N-acetylcysteine Amide, a Thiol Antioxidant, Prevents Bleomycin-induced Toxicity in Human Alveolar Basal Epithelial Cells (A549)


Bleomycin (BLM), a glycopeptide antibiotic from Streptomyces verticillus, is an effective antineoplastic drug. However, its clinical use is restricted due to the wide range of associated toxicities, especially pulmonary toxicity. Oxidative stress has been implicated as an important factor in the development of BLM-induced pulmonary toxicity. Previous studies have indicated disruption of thiol-redox status in lungs (lung epithelial cells) upon BLM treatment.
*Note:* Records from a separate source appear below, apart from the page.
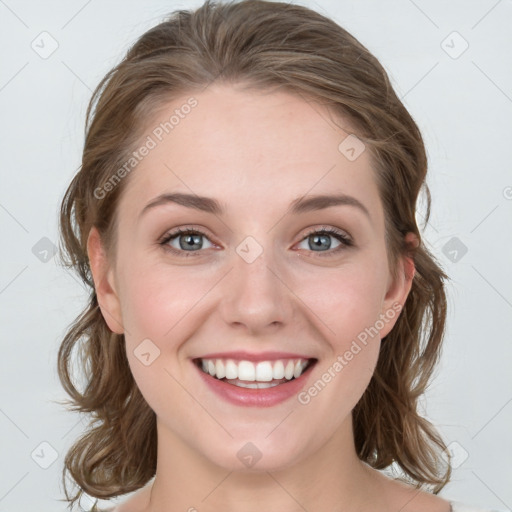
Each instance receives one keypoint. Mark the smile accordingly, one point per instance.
(263, 372)
(254, 379)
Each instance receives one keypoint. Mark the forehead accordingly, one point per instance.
(246, 148)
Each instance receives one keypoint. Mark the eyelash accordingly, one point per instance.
(341, 237)
(345, 240)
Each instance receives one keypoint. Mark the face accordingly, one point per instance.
(260, 278)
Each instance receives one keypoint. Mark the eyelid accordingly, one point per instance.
(342, 236)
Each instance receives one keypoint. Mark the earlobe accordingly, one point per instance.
(104, 285)
(399, 290)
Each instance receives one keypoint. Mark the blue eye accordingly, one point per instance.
(321, 239)
(186, 239)
(186, 242)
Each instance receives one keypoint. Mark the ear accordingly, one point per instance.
(104, 285)
(399, 288)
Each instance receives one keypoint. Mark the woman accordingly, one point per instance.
(264, 314)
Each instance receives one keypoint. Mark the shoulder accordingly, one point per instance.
(458, 506)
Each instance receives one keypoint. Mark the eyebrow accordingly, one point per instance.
(299, 205)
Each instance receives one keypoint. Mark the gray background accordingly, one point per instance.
(462, 100)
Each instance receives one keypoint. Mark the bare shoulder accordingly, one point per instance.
(409, 499)
(405, 497)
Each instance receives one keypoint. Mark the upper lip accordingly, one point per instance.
(241, 355)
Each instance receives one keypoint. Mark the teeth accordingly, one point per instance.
(262, 372)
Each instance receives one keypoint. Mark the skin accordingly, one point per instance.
(254, 152)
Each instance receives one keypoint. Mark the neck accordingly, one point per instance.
(324, 479)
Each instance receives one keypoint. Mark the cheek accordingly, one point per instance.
(346, 300)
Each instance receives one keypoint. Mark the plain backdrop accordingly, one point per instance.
(448, 61)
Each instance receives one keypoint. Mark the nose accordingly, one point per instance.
(255, 296)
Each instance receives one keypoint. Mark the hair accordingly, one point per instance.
(264, 45)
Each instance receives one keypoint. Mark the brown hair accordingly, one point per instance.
(263, 44)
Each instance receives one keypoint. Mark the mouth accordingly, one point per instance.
(255, 375)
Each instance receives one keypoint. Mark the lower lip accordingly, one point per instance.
(255, 397)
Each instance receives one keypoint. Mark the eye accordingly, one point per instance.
(182, 241)
(322, 239)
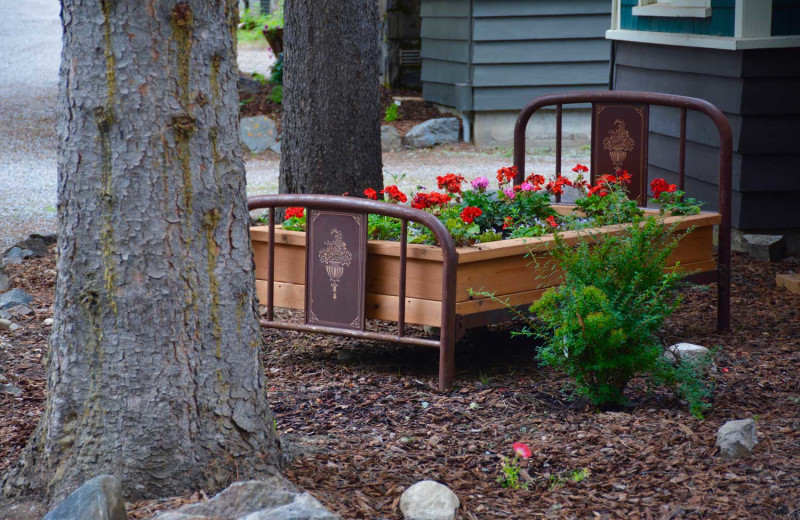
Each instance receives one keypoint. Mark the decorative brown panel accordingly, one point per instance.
(619, 142)
(336, 269)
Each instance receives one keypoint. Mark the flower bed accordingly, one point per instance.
(515, 269)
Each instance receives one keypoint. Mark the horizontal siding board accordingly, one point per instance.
(680, 59)
(541, 51)
(441, 93)
(539, 74)
(444, 8)
(493, 8)
(445, 50)
(445, 28)
(514, 98)
(725, 93)
(445, 72)
(541, 27)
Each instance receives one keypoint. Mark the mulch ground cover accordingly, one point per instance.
(369, 423)
(412, 111)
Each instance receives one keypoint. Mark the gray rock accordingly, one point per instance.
(5, 283)
(273, 499)
(13, 298)
(9, 389)
(98, 499)
(390, 138)
(249, 85)
(736, 439)
(429, 500)
(433, 132)
(259, 133)
(15, 255)
(18, 310)
(689, 352)
(765, 247)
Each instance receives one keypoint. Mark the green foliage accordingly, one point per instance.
(600, 326)
(392, 113)
(276, 95)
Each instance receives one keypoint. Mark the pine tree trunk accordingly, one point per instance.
(154, 372)
(331, 106)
Therefore, this study focused on (1) investigating the oxidative effects of BLM on lung epithelial cells (A549) and (2) elucidating whether a well-known thiol antioxidant, N-acetylcysteine amide (NACA), provides any protection against BLM-induced toxicity. Oxidative stress parameters, such as glutathione (GSH), malondialdehyde (MDA), and antioxidant enzyme activities were altered upon BLM treatment. Loss of mitochondrial membrane potential (ΔΨm), as assessed by fluorescence microscopy, indicated that cytotoxicity is possibly mediated through mitochondrial dysfunction. Pretreatment with NACA reversed the oxidative effects of BLM. NACA decreased the reactive oxygen species (ROS) and MDA levels and restored the intracellular GSH levels. Our data showed that BLM induced A549 cell death by a mechanism involving oxidative stress and mitochondrial dysfunction. NACA had a protective role against BLM-induced toxicity by inhibiting lipid peroxidation, scavenging ROS, and preserving intracellular GSH and ΔΨm. NACA can potentially be developed into a promising adjunctive therapeutic option for patients undergoing chemotherapy with BLM.